Change your algorithm from recursive to iterative (with a loop). It's usually faster. After that, the other optimizations are related to the algorithm and the data structures, in order to reduce the complexity. It's much more difficult to find such optimizations (but is possible).
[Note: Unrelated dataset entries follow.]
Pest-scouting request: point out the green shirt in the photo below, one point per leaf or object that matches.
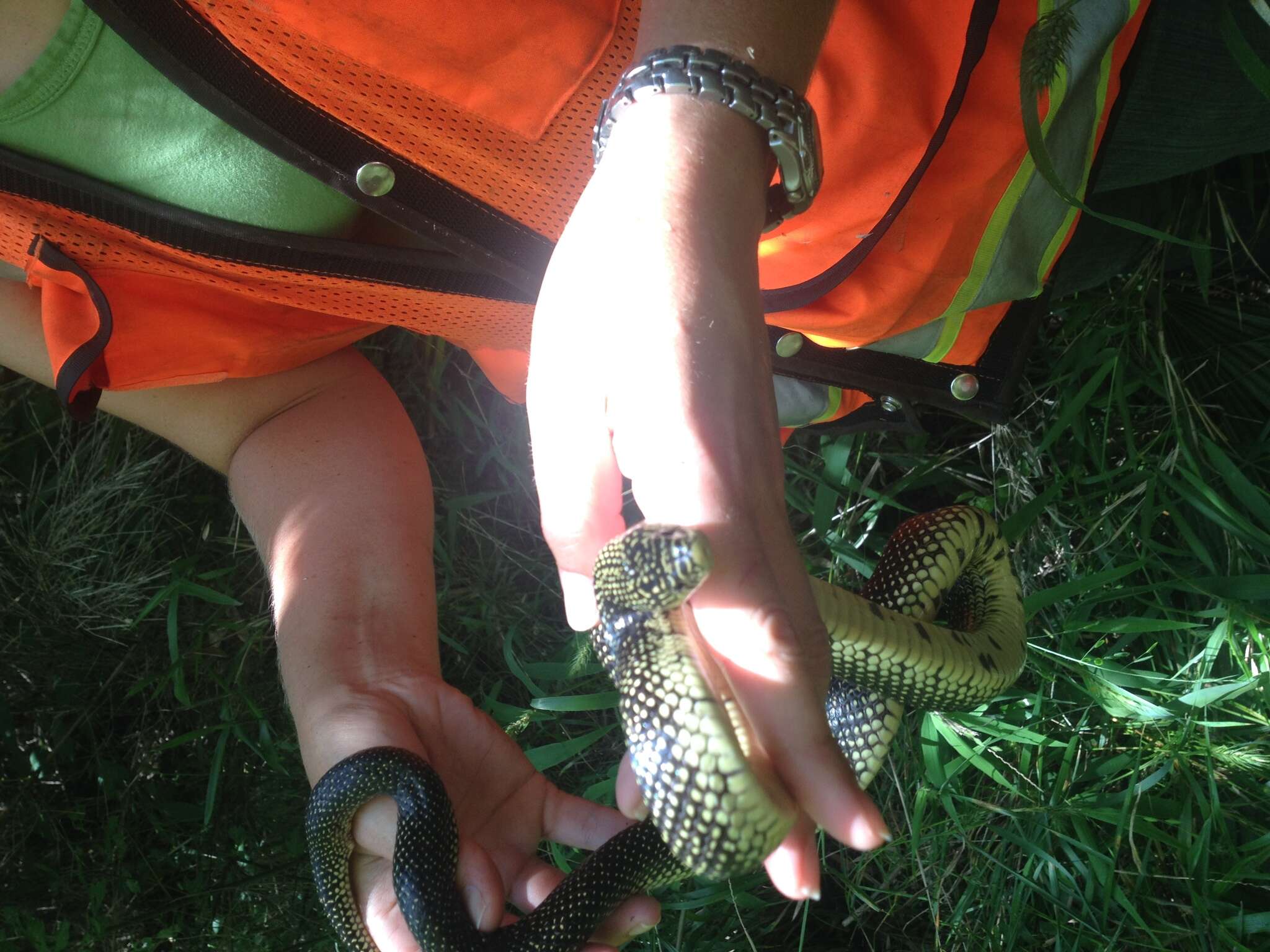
(92, 104)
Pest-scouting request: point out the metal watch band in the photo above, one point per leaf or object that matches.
(714, 76)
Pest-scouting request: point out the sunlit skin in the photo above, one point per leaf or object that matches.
(651, 312)
(651, 361)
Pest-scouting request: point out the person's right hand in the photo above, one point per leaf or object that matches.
(504, 808)
(651, 361)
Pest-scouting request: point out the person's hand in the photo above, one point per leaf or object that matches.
(649, 361)
(504, 808)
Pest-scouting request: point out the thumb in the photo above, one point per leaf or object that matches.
(578, 480)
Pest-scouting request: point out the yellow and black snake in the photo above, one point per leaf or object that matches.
(708, 813)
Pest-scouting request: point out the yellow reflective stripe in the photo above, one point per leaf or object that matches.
(986, 253)
(835, 395)
(990, 249)
(1104, 84)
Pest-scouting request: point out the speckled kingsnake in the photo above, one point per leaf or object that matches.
(686, 747)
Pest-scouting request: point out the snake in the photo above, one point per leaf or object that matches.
(713, 811)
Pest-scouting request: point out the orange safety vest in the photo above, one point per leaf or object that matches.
(930, 223)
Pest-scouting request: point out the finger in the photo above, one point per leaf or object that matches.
(779, 672)
(633, 917)
(794, 867)
(579, 823)
(579, 484)
(630, 800)
(481, 885)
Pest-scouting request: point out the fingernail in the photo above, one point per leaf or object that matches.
(475, 903)
(636, 931)
(579, 601)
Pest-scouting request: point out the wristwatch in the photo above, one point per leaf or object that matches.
(714, 76)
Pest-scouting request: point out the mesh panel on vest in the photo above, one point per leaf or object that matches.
(468, 322)
(535, 182)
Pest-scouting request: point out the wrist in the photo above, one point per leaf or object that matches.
(347, 718)
(680, 163)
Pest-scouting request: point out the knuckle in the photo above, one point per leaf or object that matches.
(799, 653)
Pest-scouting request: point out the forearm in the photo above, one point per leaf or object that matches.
(335, 491)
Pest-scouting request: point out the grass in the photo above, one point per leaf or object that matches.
(1116, 798)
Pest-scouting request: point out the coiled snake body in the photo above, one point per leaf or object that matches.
(689, 744)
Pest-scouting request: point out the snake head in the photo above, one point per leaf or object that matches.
(652, 568)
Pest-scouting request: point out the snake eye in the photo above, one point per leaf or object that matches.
(652, 568)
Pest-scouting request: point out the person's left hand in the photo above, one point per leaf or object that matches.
(504, 808)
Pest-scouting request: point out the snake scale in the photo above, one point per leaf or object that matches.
(709, 813)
EDIT: some thoughts on the code, followed by a version of the word-search I've done today:
- you want only english words (or italian ones, etc...). To check this you should use a dictionary, it is the most efficient structure for look-up of words, both in terms of memory and performances
- a comment said that this algorithm is strongly recursive. I disagree, I've made an iterative one, with much less copy of vectors, and with word check. Passing an algorithm from recursive to iterative usually reduce the number of copies. But I still agree with one point of this comment: some algorithm may be faster in recursive form (but hey're not so common). Also, this algorithm was not simple to find ;)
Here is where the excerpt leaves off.